Terminal Integration & Automation
Windsurf can watch your terminal in real-time. During a production incident where a database migration was failing, I had Windsurf tailing the logs while I ran commands. It spotted a permission error on the migration script, suggested the fix, and after I approved, executed chmod +x and re-ran the migration—all without me leaving the terminal.
Cline's terminal integration is read-only. It can see what you type and the output, but it cannot execute commands. This makes it more of a passive observer than an active assistant. For incident response, this difference is night and day.
Model Flexibility & Offline Use
Cline wins here hands-down. I ran it with Claude 3.5 Sonnet for most tasks, but I also tested it with a local Llama 3 70B model via Ollama. The quality dropped significantly, but for sensitive environments where data can't leave the network, this is a lifesaver. Windsurf has no offline mode—all requests go to Codeium's servers.
Pros and Cons
Windsurf Pros
- Deep native understanding of Kubernetes, Terraform, and cloud CLIs
- Can execute terminal commands (with approval) for true automation
- Excellent Terraform state awareness and plan parsing
- Built-in audit logging for compliance
- Fast response times (100 req/min rate limit)
- Generates production-ready code with best practices baked in
Windsurf Cons
- No offline mode—requires internet connection
- Only supports hosted LLMs (no local model option)
- More expensive for team plans compared to Cline
- Less flexible if you want to use a custom model
- Steeper learning curve for non-DevOps tasks
Cline Pros
- Works with local models via Ollama (offline-capable)
- Model-agnostic—use any provider you want
- Free tier is generous for individual use
- Good for general coding tasks beyond DevOps
- Open-source core (Continue framework)
- Active community with frequent updates
Cline Cons
- Terminal integration is read-only—no command execution
- DevOps features feel secondary, not native
- No Terraform state awareness
- Rate limits are restrictive on free tier (30 req/min)
- First-generation code quality is lower—requires more manual fixes
- Audit logging requires manual setup
Final Verdict
After all this testing, I'm giving the win to Windsurf. It's not even close for DevOps work. Cline is a solid general-purpose coding assistant that happens to handle some infrastructure tasks, but Windsurf was built by people who understand the pain of managing production systems. The ability to execute commands, parse Terraform plans, and understand Kubernetes cluster state makes it a genuine force multiplier for DevOps engineers.

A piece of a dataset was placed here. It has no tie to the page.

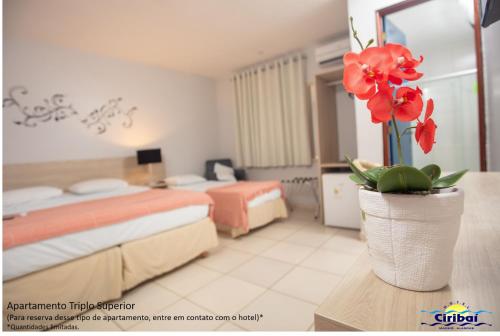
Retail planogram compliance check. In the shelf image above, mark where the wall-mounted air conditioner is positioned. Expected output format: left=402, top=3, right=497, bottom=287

That said, Cline has its place. If you work in an air-gapped environment or need to run models locally for compliance reasons, Cline with a local Llama model is your only option. And for teams that want to experiment with different LLM providers, Cline's model-agnostic architecture is appealing.
But if you're a DevOps engineer who needs to ship infrastructure faster, with fewer errors, and with real operational context—Windsurf is the tool I'd reach for every time.